Surgical Treatment of Severe AS (AVR if any of the following):

  • Severe AS + ANY symptoms of AS
  • Asymptomatic severe AS + LVEF < 50%
  • Asymptomatic Moderate-Severe AS + planned other cardiac surgery
  • Asymptomatic very severe AS (Vmax > 5 m/s or gradient > 60 mmHg) and low surgical risk
  • Asymptomatic severe AS + poor TMET test (reduced exercise tolerance, drop in BP, or BP rises < 20 mmHg).
  • Asymptomatic severe AS + worsening Vmax > 0.3 m/s/y

Surgical Treatment of Moderate AS (AVR if any of the following):

  • Moderate AS (Vmax 3-3.9 m/s or gradient 20-39 mmHg) + symptoms + LVEF < 50%
  • Moderate AS + other planned cardiac surgery

TAVR Indications:  high risk severe AS (STS score > 15) + indications for surgery + predicted survival > 12 mo.
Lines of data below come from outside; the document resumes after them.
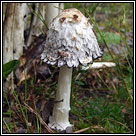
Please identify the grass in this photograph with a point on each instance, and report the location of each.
(101, 99)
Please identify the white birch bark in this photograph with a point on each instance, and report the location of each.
(18, 31)
(36, 24)
(8, 33)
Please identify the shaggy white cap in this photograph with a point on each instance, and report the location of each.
(70, 40)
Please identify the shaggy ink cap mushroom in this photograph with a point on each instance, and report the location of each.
(70, 40)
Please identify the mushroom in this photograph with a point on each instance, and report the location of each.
(70, 42)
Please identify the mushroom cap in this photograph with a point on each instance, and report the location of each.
(70, 40)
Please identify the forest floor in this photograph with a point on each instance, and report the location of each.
(101, 99)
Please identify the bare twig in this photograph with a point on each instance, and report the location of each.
(40, 118)
(119, 123)
(81, 130)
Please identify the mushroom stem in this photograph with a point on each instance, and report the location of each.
(60, 118)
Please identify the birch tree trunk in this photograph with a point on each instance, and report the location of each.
(36, 26)
(8, 33)
(18, 30)
(13, 31)
(13, 35)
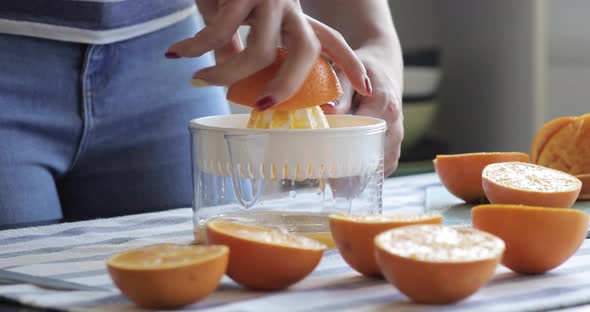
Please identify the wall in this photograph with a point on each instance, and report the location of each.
(493, 64)
(568, 72)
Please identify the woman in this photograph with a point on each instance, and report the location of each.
(93, 118)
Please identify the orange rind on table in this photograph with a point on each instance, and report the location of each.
(538, 239)
(529, 184)
(564, 144)
(461, 173)
(567, 150)
(264, 258)
(437, 264)
(354, 236)
(585, 192)
(546, 133)
(168, 276)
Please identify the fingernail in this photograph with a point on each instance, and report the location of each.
(368, 86)
(198, 83)
(329, 105)
(265, 103)
(170, 54)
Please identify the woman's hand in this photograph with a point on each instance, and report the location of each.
(385, 103)
(273, 23)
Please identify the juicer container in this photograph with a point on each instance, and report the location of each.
(288, 178)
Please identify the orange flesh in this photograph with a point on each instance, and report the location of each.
(523, 176)
(440, 244)
(165, 256)
(265, 235)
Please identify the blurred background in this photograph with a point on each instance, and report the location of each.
(504, 69)
(484, 76)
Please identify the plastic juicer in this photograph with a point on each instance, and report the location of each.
(291, 179)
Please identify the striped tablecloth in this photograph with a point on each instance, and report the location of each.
(77, 252)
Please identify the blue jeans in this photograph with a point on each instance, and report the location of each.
(90, 131)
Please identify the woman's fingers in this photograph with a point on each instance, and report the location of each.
(219, 30)
(343, 104)
(259, 53)
(335, 46)
(304, 47)
(230, 49)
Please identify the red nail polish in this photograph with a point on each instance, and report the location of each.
(368, 86)
(171, 55)
(265, 103)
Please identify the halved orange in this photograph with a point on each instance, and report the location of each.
(537, 239)
(585, 192)
(461, 173)
(320, 86)
(568, 149)
(168, 276)
(437, 264)
(265, 258)
(354, 235)
(546, 133)
(529, 184)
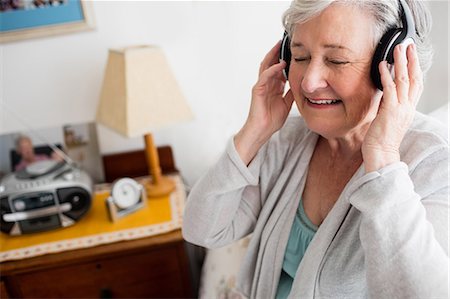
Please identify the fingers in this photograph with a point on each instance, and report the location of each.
(289, 99)
(415, 74)
(401, 73)
(408, 83)
(389, 87)
(270, 58)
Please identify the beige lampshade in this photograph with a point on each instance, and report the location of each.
(140, 93)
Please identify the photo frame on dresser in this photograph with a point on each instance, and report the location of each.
(25, 19)
(78, 141)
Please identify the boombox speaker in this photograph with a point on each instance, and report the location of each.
(44, 196)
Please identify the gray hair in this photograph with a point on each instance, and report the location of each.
(385, 14)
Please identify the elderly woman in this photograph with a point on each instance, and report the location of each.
(350, 200)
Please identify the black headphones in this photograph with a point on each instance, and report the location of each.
(384, 49)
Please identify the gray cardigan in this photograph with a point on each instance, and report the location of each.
(386, 236)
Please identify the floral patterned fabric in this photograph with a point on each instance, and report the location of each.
(220, 269)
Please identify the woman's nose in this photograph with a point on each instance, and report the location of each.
(314, 78)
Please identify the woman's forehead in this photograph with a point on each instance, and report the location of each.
(340, 27)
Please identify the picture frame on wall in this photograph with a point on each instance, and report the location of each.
(25, 19)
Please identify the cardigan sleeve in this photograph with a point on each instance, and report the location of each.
(224, 204)
(404, 228)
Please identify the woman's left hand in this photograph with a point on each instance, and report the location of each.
(396, 110)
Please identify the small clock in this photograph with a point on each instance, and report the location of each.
(127, 196)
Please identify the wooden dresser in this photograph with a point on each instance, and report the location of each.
(150, 267)
(154, 267)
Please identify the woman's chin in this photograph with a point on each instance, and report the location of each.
(326, 129)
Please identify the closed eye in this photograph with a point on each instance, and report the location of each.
(299, 59)
(338, 62)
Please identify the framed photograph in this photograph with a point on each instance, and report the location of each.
(24, 19)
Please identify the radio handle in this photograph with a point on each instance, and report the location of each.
(19, 216)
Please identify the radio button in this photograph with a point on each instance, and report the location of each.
(19, 205)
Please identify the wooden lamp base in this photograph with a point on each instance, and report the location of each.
(164, 187)
(160, 185)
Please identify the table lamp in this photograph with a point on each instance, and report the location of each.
(140, 94)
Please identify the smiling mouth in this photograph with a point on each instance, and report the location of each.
(323, 102)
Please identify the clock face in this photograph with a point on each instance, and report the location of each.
(126, 192)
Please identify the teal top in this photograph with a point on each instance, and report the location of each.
(302, 232)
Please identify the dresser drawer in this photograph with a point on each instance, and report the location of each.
(157, 273)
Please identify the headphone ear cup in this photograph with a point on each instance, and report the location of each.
(285, 53)
(384, 51)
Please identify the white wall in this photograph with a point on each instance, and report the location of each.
(214, 49)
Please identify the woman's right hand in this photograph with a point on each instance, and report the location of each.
(268, 109)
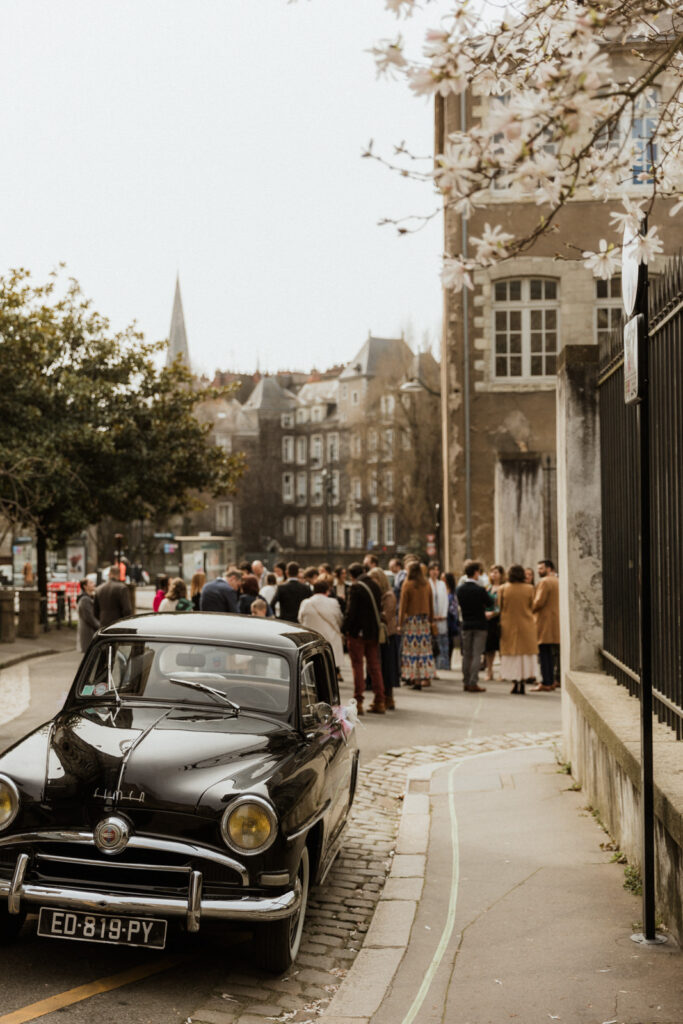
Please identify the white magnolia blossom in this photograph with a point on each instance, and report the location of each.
(574, 100)
(647, 246)
(605, 263)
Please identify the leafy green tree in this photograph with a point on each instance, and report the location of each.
(90, 424)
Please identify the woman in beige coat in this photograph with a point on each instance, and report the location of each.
(519, 646)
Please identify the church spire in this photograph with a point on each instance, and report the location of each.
(177, 338)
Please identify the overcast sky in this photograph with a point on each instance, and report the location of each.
(221, 140)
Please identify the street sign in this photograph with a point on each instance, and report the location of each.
(633, 338)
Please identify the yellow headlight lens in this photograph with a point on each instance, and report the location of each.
(8, 803)
(249, 827)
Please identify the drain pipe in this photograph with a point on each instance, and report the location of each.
(466, 371)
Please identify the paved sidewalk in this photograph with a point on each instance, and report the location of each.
(501, 905)
(53, 642)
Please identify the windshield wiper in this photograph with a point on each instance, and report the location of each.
(110, 673)
(194, 685)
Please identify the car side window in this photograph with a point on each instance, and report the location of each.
(307, 692)
(315, 684)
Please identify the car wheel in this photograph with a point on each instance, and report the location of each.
(10, 925)
(279, 941)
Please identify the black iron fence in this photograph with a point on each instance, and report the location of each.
(621, 516)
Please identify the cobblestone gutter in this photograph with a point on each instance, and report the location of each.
(341, 910)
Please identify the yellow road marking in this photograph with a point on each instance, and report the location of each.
(72, 995)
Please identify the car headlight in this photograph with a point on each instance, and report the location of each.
(249, 825)
(9, 802)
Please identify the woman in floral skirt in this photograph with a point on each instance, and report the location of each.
(416, 616)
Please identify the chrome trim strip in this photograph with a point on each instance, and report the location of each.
(54, 858)
(308, 824)
(195, 901)
(136, 843)
(14, 894)
(241, 908)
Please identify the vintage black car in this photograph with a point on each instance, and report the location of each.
(201, 769)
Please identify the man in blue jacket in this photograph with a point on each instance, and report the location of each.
(221, 594)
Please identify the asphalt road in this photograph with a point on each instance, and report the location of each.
(35, 969)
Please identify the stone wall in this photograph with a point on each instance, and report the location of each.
(601, 729)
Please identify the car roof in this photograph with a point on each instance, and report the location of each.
(216, 626)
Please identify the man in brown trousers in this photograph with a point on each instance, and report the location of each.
(112, 600)
(547, 611)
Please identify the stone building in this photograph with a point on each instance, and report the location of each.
(500, 351)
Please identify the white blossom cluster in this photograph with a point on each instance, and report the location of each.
(575, 99)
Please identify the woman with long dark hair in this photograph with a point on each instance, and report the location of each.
(416, 617)
(519, 646)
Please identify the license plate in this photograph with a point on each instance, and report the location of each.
(101, 928)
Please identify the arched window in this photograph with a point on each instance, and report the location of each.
(525, 328)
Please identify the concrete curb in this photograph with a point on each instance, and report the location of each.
(370, 978)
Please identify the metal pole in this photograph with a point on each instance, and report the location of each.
(466, 372)
(646, 708)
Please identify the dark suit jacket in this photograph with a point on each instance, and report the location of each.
(218, 596)
(290, 595)
(359, 619)
(112, 602)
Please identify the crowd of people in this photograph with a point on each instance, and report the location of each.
(399, 625)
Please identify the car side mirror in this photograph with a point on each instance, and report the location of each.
(321, 713)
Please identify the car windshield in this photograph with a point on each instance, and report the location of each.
(251, 679)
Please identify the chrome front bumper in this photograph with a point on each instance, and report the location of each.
(194, 909)
(244, 908)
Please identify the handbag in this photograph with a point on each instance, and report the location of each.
(381, 627)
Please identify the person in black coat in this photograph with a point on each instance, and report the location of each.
(290, 595)
(361, 630)
(221, 594)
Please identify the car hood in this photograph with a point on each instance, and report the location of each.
(145, 759)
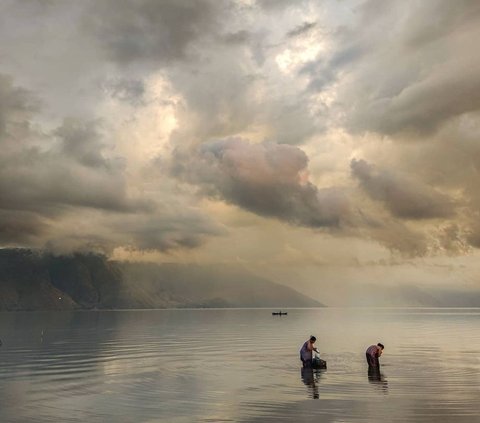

Medical Management:  not curative, only supportive to surgery

  • Anti-hypertensives to GDMT
  • For severe AS and heart failure:  hemodynamic monitoring, careful IV nitroprusside and dopamine
  • No evidence of statin benefit



Carabello BA and Paulus WJ.  Aortic Stenosis.  The Lancet.  2009 Mar 14;373(9667):956-66.

Nishimura RA, et al.  2014 AHA/ACC Guideline for the Management of Patients with Valvular Heart Disease.  J Am Coll Cardiol. 2014 Jun 10;63(22):2438-88.

Oh JK, Seward JB, and Tajik AJ.  The Echo Manual.  New York: Lippincott Williams & Wilkins, 2007.

Feldman T and Grossman W.  “Profiles in Valvular Heart Disease.” Chapter 28 in Cardiac Catheterization, Angiography, and Intervention.  New York:  Lippincott Williams & Wilkins, 2006.